Supporters argue that passing an amendment is critical: that by embedding the language into the constitution, North Carolina would be able to successfully block future court decisions that might otherwise allow gays and lesbians to marry. And that’s indeed a needed protection, according to many conservatives who fear extending such legal rights outside the strictures of the traditional man and woman configuration.

“The large majority of North Carolinians believes and stands behind marriage as the union of a man and a woman,” said Bill Brooks of the N.C. Family Policy Council, a group working to pass the constitutional amendment. “The strategy is to put that in the constitution and put it out of reach of the courts — it’s a simple idea to a simple problem.”

But, things aren’t so simple. The amendment would also ban civil unions between same-sex couples and domestic partnerships between couples of the opposite sex in addition to same-sex marriages.

A poll by Public Policy Polling revealed, on the face of it, similar numbers to what the conservative groups are polling: the amendment would pass with 58 percent in favor and 38 percent opposed. But when people realized civil unions would be banned, that support plummeted to 41 percent in favor and 42 percent opposed, with the amendment narrowly being defeated.

“These trends evidence what we see on the ground,” said Liz MacNeil, WNC regional field director for the Coalition to Protect All N.C. Families. “Once North Carolinians understand the harms of Amendment One, including those in Western North Carolina, opposition grows by the day.”


North Carolina stands out in South

Ralph Slaughter, head of the Jackson County Republican Party, supports a constitutional ban on same-sex marriages and civil unions.

“We are the only one of 15 states that does not have this amendment in its state constitution and we need to have it,” Slaughter said.

Missouri in 2004 became the first U.S. state to pass a constitutional amendment against same-sex marriage. This took place on the heels of the Massachusetts Supreme Court ruling that its constitution guaranteed same-sex couples the right to marry. Louisiana became the first Southern state to impose a constitutional ban, followed by Georgia, Kentucky, Mississippi, Arkansas and more. By 2008, all Southern states except North Carolina had such an amendment.

Slaughter said the N.C. Family Policy Council now has leaders in each county, including Jackson, and that the conservative churches are being encouraged to speak out on the issue.

“Though some of the churches have said it is just too political and won’t take signs” to put out supporting the amendment, Slaughter said.

Kirk Callahan, a conservative in Haywood County, said North Carolina voters are facing an array of issues on the May primary, a fact that could prove confusing to those heading to the polls: there are contested races for the 11th Congressional District, the N.C. House 118th District on the GOP side, plus statewide contested primaries for governor and lieutenant governor.  Nationally, there is a GOP presidential primary.

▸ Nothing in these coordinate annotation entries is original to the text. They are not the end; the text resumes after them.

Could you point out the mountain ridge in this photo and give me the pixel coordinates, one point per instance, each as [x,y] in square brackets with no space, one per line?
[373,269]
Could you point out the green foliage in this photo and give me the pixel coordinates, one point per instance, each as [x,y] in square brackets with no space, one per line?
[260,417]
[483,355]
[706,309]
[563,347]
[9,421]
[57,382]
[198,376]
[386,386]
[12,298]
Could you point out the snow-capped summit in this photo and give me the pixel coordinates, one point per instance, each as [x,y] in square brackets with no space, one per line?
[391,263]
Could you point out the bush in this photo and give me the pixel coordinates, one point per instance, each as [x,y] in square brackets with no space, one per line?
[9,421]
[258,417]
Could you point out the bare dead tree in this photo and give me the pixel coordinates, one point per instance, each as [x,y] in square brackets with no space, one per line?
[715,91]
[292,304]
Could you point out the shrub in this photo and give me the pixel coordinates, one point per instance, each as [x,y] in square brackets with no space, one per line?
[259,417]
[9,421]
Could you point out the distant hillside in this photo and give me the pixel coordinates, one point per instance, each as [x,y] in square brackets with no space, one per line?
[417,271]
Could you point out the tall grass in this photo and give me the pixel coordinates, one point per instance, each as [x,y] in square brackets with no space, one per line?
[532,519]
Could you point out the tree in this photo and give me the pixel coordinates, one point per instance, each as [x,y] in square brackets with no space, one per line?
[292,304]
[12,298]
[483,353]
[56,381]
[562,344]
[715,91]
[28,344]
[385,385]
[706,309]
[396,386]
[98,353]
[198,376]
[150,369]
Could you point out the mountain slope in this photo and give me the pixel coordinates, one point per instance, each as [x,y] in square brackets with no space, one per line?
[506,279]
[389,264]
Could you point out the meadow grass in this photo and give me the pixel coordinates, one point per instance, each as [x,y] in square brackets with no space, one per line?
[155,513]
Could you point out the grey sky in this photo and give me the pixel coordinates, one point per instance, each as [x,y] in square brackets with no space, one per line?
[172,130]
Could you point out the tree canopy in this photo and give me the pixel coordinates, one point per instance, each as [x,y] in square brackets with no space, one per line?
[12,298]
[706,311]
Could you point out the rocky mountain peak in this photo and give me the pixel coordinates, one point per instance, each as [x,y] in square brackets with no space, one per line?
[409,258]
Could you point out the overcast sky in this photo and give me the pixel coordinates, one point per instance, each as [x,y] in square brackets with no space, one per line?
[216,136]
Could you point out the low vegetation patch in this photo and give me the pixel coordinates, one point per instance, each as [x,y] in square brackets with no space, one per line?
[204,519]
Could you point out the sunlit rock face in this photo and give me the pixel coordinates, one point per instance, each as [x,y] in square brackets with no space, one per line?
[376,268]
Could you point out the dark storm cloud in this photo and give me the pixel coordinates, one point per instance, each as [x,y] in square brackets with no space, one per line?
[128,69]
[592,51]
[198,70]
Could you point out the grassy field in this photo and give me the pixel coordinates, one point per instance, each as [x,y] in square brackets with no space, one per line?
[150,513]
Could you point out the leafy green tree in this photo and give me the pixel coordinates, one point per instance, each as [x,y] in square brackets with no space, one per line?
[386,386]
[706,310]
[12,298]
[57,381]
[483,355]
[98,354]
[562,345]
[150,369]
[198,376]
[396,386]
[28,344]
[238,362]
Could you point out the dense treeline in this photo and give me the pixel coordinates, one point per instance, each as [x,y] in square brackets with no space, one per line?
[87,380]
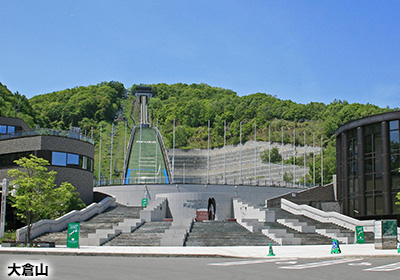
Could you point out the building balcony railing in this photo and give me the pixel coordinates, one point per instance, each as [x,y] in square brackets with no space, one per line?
[47,132]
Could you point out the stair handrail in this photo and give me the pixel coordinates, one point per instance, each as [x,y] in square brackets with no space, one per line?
[164,152]
[128,154]
[326,217]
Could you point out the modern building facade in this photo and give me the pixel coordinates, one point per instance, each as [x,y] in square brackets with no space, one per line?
[367,166]
[69,153]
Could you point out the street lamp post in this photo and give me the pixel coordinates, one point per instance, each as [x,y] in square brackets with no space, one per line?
[4,192]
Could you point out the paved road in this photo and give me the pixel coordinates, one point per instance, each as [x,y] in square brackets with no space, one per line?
[86,267]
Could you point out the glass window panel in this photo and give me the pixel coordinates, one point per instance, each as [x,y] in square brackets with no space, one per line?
[3,129]
[84,162]
[395,181]
[59,159]
[378,182]
[394,163]
[370,182]
[378,165]
[356,209]
[73,159]
[368,144]
[90,164]
[395,207]
[356,185]
[368,166]
[378,205]
[394,140]
[377,143]
[394,125]
[351,207]
[368,129]
[377,128]
[351,185]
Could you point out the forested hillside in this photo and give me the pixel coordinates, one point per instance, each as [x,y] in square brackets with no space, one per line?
[192,106]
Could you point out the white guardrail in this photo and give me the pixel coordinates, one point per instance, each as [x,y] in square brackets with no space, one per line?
[61,223]
[326,217]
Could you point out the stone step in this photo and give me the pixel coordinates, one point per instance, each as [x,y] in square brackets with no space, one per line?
[224,234]
[106,220]
[149,234]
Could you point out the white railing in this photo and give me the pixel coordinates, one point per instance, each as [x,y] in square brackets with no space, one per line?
[326,217]
[61,223]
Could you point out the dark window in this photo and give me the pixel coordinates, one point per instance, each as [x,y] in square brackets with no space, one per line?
[3,129]
[73,159]
[394,125]
[59,159]
[8,159]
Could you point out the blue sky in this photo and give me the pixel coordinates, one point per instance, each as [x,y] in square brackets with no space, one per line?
[299,50]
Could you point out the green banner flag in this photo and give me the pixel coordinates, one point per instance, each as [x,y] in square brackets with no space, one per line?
[144,202]
[73,235]
[360,235]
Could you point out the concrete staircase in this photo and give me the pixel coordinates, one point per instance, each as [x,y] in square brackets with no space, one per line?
[149,234]
[217,233]
[309,230]
[110,218]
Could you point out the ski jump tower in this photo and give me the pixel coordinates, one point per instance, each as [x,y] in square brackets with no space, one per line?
[144,94]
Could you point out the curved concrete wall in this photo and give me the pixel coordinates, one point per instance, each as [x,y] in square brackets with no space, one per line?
[183,200]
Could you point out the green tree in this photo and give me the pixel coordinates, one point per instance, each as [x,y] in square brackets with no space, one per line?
[37,196]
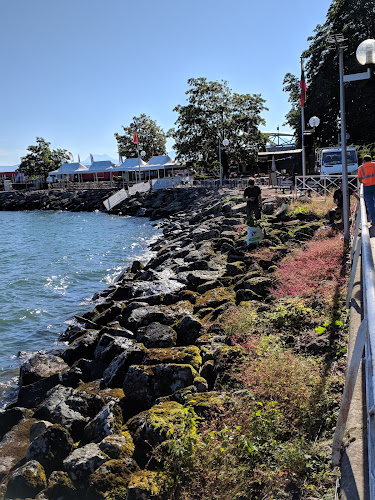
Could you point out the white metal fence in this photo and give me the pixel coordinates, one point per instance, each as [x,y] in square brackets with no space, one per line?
[322,185]
[365,342]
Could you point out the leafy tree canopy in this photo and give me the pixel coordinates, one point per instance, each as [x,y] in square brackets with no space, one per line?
[41,159]
[151,137]
[214,111]
[355,20]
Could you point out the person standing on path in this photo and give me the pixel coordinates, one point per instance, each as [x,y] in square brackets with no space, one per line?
[366,175]
[253,196]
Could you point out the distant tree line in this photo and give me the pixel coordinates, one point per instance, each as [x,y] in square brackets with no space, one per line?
[355,20]
[213,112]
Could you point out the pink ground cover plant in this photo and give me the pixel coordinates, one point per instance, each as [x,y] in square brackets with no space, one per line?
[313,272]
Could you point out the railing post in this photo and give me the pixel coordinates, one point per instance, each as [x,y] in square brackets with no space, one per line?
[348,392]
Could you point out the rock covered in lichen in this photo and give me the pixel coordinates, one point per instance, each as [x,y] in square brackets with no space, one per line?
[51,447]
[108,421]
[82,462]
[26,481]
[110,480]
[118,445]
[144,384]
[151,427]
[145,485]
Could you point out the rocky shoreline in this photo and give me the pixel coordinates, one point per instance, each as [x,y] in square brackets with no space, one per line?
[89,415]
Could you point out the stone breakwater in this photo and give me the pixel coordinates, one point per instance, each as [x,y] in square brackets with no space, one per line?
[89,415]
[154,204]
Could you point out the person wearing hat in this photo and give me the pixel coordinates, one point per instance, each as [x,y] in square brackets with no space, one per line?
[366,175]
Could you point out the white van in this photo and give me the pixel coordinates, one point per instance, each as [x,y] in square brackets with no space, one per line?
[331,163]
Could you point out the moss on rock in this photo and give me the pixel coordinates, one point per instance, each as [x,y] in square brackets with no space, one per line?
[145,484]
[110,481]
[189,355]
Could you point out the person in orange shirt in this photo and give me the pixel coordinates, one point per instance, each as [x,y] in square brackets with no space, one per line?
[366,175]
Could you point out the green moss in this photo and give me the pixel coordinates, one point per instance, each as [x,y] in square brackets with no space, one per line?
[204,401]
[180,355]
[110,481]
[167,418]
[36,479]
[147,481]
[214,298]
[115,448]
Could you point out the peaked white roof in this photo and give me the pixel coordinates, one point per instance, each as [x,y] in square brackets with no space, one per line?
[72,168]
[100,166]
[161,160]
[129,164]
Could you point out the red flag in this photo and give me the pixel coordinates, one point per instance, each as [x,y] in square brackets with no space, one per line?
[302,85]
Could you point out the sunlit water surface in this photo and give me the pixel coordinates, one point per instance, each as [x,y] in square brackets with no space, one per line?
[51,265]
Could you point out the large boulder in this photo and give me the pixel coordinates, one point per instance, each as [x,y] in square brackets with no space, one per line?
[50,448]
[10,417]
[69,408]
[118,445]
[82,462]
[144,485]
[167,315]
[108,421]
[115,373]
[30,396]
[83,347]
[157,335]
[144,384]
[60,486]
[189,355]
[188,330]
[26,481]
[109,347]
[41,366]
[111,479]
[151,427]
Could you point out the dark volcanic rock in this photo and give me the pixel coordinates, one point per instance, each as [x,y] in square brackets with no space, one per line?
[188,330]
[115,373]
[50,448]
[30,396]
[69,408]
[27,481]
[41,366]
[157,335]
[144,384]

“All of this presents a full plate for North Carolina voters,” Callahan wrote in an email. “Much evidence suggests that North Carolina is a center-right state, so I think it is safe to assume that voters are concerned about the subject of Amendment One. However, I would not be surprised if many people do not realize it will be on the primary ballot rather than on the General Election ballot. Furthermore, the fact that gay marriage would not be legal in the state even if the amendment fails may lessen some people’s concern.”


In the trenches

On the campaign trail, the issue hasn’t been front and center.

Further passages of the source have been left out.